Die Villinger »Stadtsoldaten« von der Historischen Bürgerwehr und ihren Abteilungen saßen mit Markgraf Max von Baden im Saal des Alten Rathauses und ließen sich das Käsvesper schmecken.
Von Willi Zimmermann VS-Villingen. Wie es zu diesem Brauch aus der Zeit der Napoleonischen Kriege kam, war den Ausführungen von Kommandant Hans-Joachim Böhm zu entnehmen, der den Anwesenden den Schriftwechsel aus dem Jahr 1812 zwischen Stadt und dem Großherzoglichen Bezirksamt verlas: Dass der Rat der Stadt Villingen den Bürgersoldaten zur Aufmunterung und für den treu geleisteten Dienst einmal jährlich eine nahrhafte Belohnung zukommen lassen wollte, zusätzlich 30 Gulden pro Jahr, damit sie ihr Pulver trocken und ihre Waffen in Schuss halten können.
Was dieser Vorgang bedeutet oder bedeutet hat, erläuterte Oberbürgermeister Rupert Kubon anschaulich. Die Stadt hat die obere Landesbehörde um einen Betrag angebettelt, den sie aus der eigenen Tasche bezahlen wollte. Die Stadt und die neue Landesherrschaft waren sich seinerzeit alles andere als grün, man traute sich nicht unbedingt über den Weg.

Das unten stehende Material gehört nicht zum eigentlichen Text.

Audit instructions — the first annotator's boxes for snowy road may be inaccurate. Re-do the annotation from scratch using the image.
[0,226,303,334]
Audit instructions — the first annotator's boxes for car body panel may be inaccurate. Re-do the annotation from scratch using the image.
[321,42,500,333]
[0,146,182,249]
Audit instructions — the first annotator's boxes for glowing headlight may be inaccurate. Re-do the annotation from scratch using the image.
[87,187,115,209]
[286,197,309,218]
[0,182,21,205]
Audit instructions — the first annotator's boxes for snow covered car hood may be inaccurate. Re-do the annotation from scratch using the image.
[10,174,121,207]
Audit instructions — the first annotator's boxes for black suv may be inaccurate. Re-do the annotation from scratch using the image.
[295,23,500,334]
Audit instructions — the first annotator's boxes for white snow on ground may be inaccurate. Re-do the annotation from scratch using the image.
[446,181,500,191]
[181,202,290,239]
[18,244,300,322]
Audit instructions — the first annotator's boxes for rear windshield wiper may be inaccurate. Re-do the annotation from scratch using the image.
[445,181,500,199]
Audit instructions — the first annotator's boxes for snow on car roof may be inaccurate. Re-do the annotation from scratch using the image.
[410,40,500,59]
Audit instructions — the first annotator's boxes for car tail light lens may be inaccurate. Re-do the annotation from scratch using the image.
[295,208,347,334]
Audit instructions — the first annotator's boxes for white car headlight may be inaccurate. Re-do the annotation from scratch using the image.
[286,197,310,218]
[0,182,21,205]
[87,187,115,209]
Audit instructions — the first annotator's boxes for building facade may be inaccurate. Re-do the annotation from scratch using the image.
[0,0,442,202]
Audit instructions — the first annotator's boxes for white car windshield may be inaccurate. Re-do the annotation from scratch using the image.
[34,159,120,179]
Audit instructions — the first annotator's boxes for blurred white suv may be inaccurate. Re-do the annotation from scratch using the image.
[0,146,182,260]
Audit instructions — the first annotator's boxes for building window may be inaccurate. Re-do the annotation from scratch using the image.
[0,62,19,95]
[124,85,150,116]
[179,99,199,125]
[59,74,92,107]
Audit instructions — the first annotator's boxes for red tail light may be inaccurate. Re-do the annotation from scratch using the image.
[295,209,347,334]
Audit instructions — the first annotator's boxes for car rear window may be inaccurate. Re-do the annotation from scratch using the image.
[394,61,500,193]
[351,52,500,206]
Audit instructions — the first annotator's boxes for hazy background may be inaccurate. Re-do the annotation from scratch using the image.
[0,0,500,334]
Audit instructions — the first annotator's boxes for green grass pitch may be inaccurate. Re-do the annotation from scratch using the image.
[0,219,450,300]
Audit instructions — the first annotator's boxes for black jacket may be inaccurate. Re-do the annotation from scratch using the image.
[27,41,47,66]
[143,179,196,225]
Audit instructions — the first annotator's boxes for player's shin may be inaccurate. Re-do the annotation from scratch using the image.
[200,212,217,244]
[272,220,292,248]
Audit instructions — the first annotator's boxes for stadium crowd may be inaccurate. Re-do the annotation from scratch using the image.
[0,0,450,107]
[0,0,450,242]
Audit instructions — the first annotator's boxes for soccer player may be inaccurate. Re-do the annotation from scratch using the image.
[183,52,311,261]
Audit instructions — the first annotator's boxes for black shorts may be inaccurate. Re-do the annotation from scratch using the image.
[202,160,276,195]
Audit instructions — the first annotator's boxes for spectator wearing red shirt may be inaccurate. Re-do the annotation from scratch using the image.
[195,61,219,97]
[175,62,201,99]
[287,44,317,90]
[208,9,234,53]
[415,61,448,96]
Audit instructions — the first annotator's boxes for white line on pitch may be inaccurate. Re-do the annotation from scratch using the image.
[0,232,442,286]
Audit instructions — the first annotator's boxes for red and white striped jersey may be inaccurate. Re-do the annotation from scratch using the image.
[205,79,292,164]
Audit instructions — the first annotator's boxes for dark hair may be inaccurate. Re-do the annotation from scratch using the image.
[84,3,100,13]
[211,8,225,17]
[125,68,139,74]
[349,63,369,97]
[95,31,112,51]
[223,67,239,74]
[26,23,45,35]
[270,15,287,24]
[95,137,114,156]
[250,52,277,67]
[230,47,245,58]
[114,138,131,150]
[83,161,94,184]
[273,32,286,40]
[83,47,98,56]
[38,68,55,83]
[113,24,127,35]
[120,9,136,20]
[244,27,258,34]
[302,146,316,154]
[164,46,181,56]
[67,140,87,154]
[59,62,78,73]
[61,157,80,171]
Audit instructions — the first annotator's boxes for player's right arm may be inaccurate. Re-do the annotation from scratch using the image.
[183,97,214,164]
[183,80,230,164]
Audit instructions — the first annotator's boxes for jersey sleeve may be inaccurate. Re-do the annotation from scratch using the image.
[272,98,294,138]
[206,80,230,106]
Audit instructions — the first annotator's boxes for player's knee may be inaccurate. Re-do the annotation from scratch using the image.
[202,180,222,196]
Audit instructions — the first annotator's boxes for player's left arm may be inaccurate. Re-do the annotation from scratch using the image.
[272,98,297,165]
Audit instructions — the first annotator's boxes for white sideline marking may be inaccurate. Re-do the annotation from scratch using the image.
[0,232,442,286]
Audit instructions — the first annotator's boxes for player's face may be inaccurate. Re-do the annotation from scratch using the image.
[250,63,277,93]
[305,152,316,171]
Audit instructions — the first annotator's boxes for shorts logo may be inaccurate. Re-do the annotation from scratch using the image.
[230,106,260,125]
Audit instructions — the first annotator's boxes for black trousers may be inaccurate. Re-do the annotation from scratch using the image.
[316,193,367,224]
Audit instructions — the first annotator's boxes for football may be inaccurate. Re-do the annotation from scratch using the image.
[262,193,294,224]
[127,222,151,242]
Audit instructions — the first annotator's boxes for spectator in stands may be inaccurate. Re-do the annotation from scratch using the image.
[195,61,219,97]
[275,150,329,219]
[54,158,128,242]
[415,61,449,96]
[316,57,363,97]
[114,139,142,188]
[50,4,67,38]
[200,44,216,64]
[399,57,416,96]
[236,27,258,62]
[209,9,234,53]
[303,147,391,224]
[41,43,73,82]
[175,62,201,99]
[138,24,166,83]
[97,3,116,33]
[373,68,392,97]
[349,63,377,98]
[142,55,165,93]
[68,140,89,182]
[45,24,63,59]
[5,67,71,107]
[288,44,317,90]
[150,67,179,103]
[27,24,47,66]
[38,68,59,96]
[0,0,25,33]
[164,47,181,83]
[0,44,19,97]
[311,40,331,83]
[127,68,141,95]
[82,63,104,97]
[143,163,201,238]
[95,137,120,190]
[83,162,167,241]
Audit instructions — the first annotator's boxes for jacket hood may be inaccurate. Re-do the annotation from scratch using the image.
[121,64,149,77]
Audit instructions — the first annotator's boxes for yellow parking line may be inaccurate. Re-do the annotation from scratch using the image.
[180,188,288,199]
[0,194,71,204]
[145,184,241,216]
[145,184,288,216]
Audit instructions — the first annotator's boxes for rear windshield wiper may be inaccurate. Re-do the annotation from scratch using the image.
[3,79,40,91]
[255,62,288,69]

Seit den Wirren der Napoleonischen Zeit habe sich doch einiges verändert und gewandelt. Mit der »Landesherrschaft « habe man längst seinen Frieden gemacht und sich gar voll mit ihr identifiziert. Der Titel »Königliche Hoheit« für den Badischen Großherzog sei ein typisches badisches Understatement, wie eine Spitze gegen das zum »kleinen« Königreich erhobene Württemberg.
Die Versöhnung mit dem Hause Baden sei seit diesen Sommer symbolisch längst vollzogen, als Markgraf Max von Baden in der Kutsche im Städtle vorfuhr, erklärte OB Kubon. Dies sei aber nur ein halbes Fest gewesen, entgegnete Max von Baden gut gelaunt, das Käsvesper sei denn schon etwas anderes.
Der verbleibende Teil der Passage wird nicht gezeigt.